Lasso, Ridge and Dropout Regularization in Deep Learning — their effects on Collinearity
Introduction
This is a follow-up to my previous amateurish and rather cryptic article — A short note on regularization. The article delivered what it promised, but it is insufficient to answer the questions — what does regularization do and why does it work when the corresponding model without regularization doesn’t? The object of this article is to attempt to answer these questions using linear algebra (normal equations) and statistics (bias-variance tradeoff of estimators).

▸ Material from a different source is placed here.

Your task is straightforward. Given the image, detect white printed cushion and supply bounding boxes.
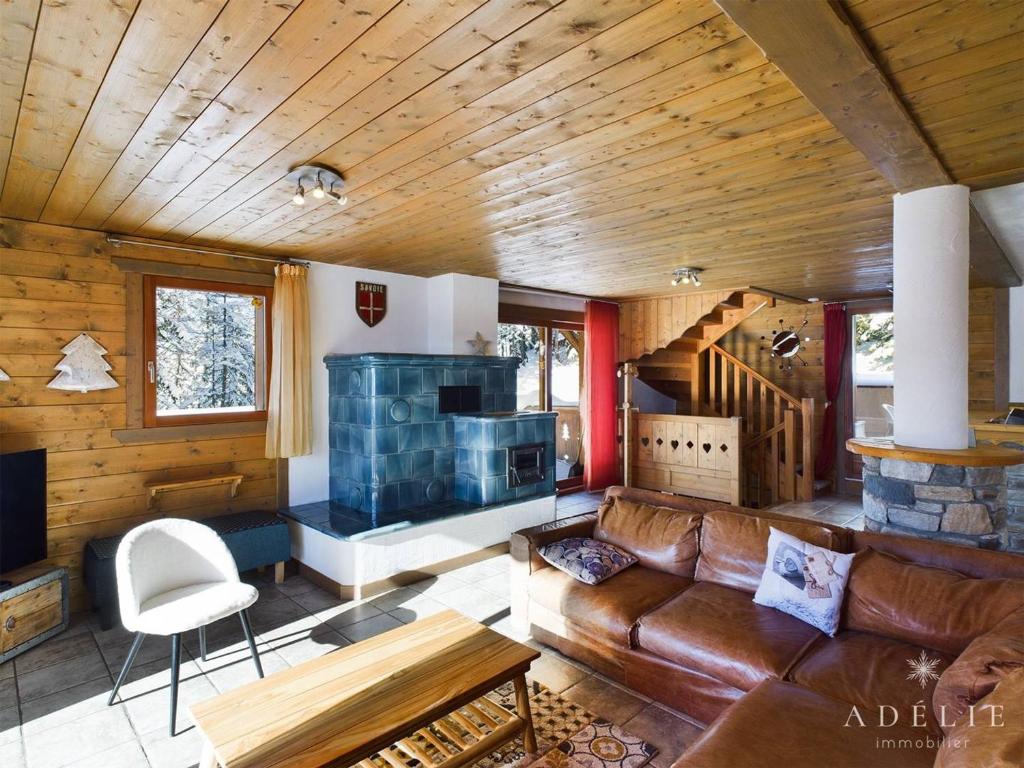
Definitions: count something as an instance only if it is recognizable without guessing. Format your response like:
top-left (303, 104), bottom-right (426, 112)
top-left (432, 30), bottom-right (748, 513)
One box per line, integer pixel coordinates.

Let us assume that the engineered variables at a hidden layer of interest as $X$ or $x$, which is a function of the input features $Z$ or $z$. Throughout this article let us assume that intercept in 0 because in a general case the intercept is not shrunk. For simplicity, we will derive the analytical results for linear regression and generalize the results to logistic regression, assuming the true model is linear in the space of the (engineered) features.
Importance

I’m intentionally starting this article with the importance of regularization in machine learning. This section may be cryptic; the remainder of this article will build ideas from scratch in an attempt to understand these cryptic statements.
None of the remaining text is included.